J’ai hérité de sa fortune, nous sommes revenus au Caire, mes
frères et moi, pour construire cette usine de recyclage ».
C’est la justification qu’il avance pour éviter le
stéréotype associé aux chiffonniers toujours sous-estimés.
Mais, tout le monde sait que Eriane n’est pas devenu riche
du jour au lendemain.

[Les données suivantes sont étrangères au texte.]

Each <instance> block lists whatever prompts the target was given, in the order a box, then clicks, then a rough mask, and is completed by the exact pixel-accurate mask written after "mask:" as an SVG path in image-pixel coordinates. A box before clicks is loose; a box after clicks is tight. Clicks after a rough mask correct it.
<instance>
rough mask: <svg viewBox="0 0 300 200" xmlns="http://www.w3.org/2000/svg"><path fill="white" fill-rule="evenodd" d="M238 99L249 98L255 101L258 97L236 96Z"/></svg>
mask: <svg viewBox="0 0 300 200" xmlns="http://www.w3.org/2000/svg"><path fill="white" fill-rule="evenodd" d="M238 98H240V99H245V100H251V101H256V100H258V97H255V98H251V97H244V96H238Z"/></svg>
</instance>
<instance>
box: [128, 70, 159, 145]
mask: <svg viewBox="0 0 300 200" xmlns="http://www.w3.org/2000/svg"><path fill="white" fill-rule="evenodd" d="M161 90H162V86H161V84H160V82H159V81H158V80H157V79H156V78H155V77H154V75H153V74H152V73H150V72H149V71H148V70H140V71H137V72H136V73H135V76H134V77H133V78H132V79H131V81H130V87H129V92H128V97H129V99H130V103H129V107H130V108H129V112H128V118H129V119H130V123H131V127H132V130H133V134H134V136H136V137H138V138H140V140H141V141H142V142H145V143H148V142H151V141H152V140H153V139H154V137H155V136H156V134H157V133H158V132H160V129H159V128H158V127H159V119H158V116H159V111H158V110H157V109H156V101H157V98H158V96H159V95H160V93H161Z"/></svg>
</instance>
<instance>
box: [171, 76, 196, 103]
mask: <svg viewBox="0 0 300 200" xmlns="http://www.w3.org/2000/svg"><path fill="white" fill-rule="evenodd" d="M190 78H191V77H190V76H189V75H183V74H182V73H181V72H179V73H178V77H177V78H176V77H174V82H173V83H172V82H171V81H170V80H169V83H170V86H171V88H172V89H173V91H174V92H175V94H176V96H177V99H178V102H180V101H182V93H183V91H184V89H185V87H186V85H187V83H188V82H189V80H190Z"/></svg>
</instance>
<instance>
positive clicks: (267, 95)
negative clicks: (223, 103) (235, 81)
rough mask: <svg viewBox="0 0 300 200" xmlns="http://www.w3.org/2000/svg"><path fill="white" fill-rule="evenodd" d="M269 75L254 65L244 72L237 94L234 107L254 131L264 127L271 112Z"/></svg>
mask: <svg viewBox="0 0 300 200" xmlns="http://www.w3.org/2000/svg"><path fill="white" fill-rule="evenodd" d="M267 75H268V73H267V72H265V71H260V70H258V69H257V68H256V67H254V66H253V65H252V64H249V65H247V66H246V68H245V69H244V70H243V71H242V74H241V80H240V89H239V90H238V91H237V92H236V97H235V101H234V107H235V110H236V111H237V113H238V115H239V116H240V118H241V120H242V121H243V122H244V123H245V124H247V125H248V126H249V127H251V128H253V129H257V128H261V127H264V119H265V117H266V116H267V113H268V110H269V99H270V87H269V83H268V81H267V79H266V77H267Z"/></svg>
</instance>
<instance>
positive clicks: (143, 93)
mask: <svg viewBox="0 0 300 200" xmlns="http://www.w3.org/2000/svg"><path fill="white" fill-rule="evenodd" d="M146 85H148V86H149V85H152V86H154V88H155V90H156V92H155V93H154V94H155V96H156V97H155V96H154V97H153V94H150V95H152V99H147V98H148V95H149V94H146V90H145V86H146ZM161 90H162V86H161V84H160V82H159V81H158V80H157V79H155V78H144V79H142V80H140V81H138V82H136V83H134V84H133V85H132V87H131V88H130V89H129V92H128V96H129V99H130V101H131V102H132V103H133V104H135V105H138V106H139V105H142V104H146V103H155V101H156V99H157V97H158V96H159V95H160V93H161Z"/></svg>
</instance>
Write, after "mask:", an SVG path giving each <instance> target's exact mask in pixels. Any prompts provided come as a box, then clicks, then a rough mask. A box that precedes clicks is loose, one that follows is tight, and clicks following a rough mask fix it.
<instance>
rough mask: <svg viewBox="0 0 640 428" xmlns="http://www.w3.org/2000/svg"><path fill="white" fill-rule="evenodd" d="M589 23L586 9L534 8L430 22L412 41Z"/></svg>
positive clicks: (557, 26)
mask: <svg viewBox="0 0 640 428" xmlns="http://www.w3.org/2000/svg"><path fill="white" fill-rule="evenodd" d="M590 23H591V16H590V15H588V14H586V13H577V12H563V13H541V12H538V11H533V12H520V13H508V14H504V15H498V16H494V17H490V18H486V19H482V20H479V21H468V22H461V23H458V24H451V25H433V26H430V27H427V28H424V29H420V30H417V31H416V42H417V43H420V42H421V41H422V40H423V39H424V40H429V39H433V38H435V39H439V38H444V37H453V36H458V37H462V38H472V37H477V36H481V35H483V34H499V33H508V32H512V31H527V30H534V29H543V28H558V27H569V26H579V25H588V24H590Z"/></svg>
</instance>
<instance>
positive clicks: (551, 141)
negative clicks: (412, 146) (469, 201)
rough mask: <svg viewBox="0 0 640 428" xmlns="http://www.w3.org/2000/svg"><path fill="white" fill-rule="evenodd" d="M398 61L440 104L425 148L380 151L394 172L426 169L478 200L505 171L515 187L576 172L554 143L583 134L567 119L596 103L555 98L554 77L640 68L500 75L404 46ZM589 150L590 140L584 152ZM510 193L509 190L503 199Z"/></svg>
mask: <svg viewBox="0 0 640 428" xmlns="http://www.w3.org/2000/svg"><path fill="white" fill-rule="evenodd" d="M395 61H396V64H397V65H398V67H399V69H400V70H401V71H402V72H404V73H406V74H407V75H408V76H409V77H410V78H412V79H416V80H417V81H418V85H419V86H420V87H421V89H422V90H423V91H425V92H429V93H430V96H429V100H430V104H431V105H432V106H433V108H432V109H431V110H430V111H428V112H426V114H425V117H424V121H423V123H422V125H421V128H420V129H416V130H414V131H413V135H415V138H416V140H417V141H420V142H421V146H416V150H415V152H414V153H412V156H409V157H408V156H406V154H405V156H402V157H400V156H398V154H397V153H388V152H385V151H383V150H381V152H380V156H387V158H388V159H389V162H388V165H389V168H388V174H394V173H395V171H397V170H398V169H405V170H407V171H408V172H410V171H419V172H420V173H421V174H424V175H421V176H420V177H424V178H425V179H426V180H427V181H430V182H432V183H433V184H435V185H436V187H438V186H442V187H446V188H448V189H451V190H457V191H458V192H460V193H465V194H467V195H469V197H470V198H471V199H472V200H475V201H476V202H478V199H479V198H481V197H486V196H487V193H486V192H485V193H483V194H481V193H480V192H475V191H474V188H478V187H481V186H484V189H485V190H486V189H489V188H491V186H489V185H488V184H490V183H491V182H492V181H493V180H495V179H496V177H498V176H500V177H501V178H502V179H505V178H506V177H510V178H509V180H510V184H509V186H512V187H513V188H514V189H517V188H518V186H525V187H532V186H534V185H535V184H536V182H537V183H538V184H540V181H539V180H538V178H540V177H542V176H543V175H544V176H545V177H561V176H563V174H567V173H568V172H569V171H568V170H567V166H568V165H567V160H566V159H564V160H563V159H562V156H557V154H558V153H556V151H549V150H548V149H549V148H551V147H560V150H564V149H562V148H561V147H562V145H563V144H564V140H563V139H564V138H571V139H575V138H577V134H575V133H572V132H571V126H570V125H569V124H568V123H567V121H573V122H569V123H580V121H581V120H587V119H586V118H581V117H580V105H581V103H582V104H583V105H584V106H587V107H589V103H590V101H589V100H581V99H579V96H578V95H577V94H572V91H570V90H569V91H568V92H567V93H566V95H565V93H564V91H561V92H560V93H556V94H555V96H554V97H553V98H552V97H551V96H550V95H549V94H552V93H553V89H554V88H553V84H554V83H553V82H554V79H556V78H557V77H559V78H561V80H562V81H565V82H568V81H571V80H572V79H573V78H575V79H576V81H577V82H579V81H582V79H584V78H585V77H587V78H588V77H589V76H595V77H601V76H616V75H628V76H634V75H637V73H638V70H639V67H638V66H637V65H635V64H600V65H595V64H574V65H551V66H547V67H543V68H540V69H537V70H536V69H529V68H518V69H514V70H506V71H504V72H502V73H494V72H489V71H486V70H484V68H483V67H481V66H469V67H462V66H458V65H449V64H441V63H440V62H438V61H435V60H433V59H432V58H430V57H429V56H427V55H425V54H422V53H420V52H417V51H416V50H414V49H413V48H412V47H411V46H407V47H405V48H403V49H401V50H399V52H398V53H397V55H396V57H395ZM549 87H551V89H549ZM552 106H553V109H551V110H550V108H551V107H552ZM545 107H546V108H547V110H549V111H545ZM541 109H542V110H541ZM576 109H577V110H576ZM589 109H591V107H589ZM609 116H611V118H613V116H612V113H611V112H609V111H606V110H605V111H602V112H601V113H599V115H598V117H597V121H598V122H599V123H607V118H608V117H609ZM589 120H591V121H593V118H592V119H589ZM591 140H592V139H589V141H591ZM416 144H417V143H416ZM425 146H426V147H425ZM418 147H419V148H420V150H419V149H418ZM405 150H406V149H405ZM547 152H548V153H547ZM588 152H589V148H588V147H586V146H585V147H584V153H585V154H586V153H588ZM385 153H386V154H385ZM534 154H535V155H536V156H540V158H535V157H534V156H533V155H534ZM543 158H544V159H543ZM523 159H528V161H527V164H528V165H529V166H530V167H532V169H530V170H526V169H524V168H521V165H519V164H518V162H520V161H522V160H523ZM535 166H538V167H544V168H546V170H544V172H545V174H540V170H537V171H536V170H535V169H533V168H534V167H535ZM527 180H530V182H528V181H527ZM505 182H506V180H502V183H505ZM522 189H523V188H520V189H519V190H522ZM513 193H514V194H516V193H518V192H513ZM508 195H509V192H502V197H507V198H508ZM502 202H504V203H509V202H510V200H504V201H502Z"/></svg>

C’est son père qui lui a appris les
rouages de ce métier qui se perpétue au fil des générations.
Très jeune, il lui répétait sans cesse : « Il faut commencer
par le bas de l’échelle, passer par plusieurs étapes pour
arriver au sommet et gagner beaucoup d’argent ». Son arrière
grand-père, originaire de la Haute-Egypte, ramassait les
ordures dans les quartiers huppés du Caire et son père
l’accompagnait chaque jour dans sa tournée. « Les meilleures
ordures sont celles que l’on ramasse dans les quartiers
d’Héliopolis et Madinet Nasr. Des hôtels, comme Le Méridien
par exemple, jettent des boîtes de conserves, des bouteilles
d’eau, de jus importés, des canettes de bière et de boissons
gazeuses … C’est assez intéressant », note-t-il.
C’est à
4 heures du matin que les jeunes éboueurs commencent à faire
leur tournée dans la capitale. Ils passent de maison en
maison pour ramasser et transporter les ordures. Puis, ils
partent à la zériba de Am Eriane pour les vider. Là commence
le travail des six zarayeb, à savoir le triage des déchets.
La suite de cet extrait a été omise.